Eventually the doctor was given orders to go to another assignment in New Mexico. When the Indians learned that their white medicine man would be leaving them, they were very sad. They asked for a gathering of their chiefs, Geronimo and Cochise, as well as their wisemen. They wanted to somehow thank him for helping their people.
Dr. Thorne was summoned to appear before their leaders. He was told that because he had helped their people, it was their wish to give him a gift. If he would be willing to wait for one night and one day
they would take him to a place where there was much gold.
At the agreed time, Dr. Thorne was blindfolded and taken over a long and circuitous route. When they finally stopped, and the doctor’s blindfold was taken off, he saw that they were in a narrow canyon. The Indians waved to a large pile of rocks directly in front of him. The rock was of a curious color. Thorne dismounted and picked up a small chunk of the ore and realized with stunned disbelief that the Indians were giving him a fortune in gold.
Thorne was blindfolded again for the trip out, so he was never certain where the Indians had taken him. The Indians said they wanted to protect him from their powerful god and from greedy ones who might come to seek such treasure. Just once on the return trip did the Indians take the blindfold off. It was to allow Thorne the opportunity for a drink of water. He immediately saw that he was in a much larger canyon. When he looked in the distance, he saw rising against the sky an immense spire of rock which he recognized as that unusually-shaped peak called Weaver’s Needle.

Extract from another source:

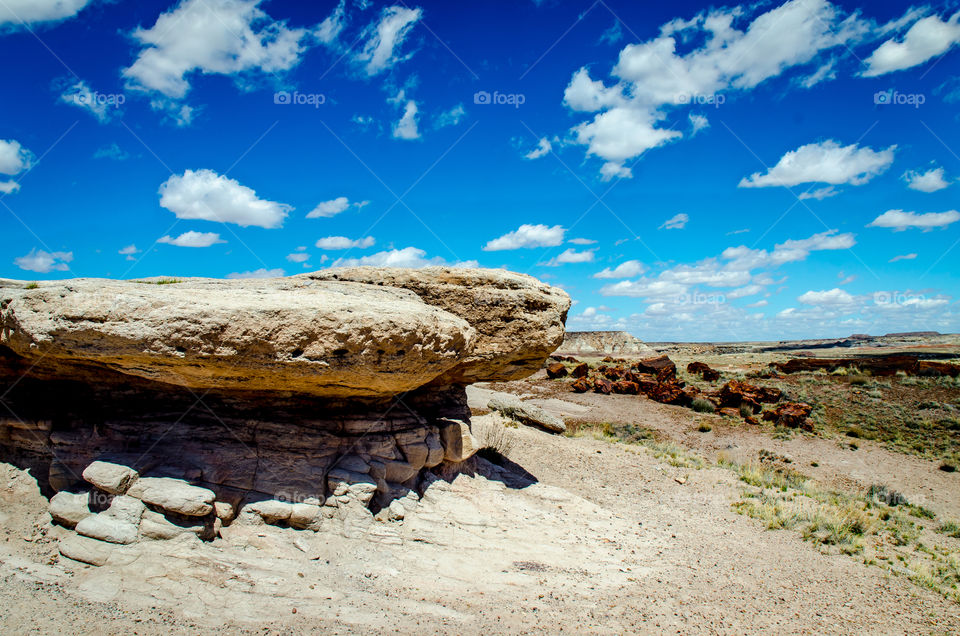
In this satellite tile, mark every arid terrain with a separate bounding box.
[0,326,960,634]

Before going to his new post in New Mexico, Doctor Thorne requested permission to visit some of his family living near San Francisco. While in the city, he exchanged his gold at the mint for an undisclosed sum of money. The amount must have been considerable because he generously paid off a loan his father owed on a business venture and then gave his two brothers sufficient funds for each to build a substantial home. When questioned about the source of his new-found wealth, he spoke vaguely of a bit of luck that had come his way during his stay at Fort McDowell.
Years later, still a considerably wealthy man, he shared his story with his family and thus added one further tale to the ever-increasing saga of the Superstition Mountains.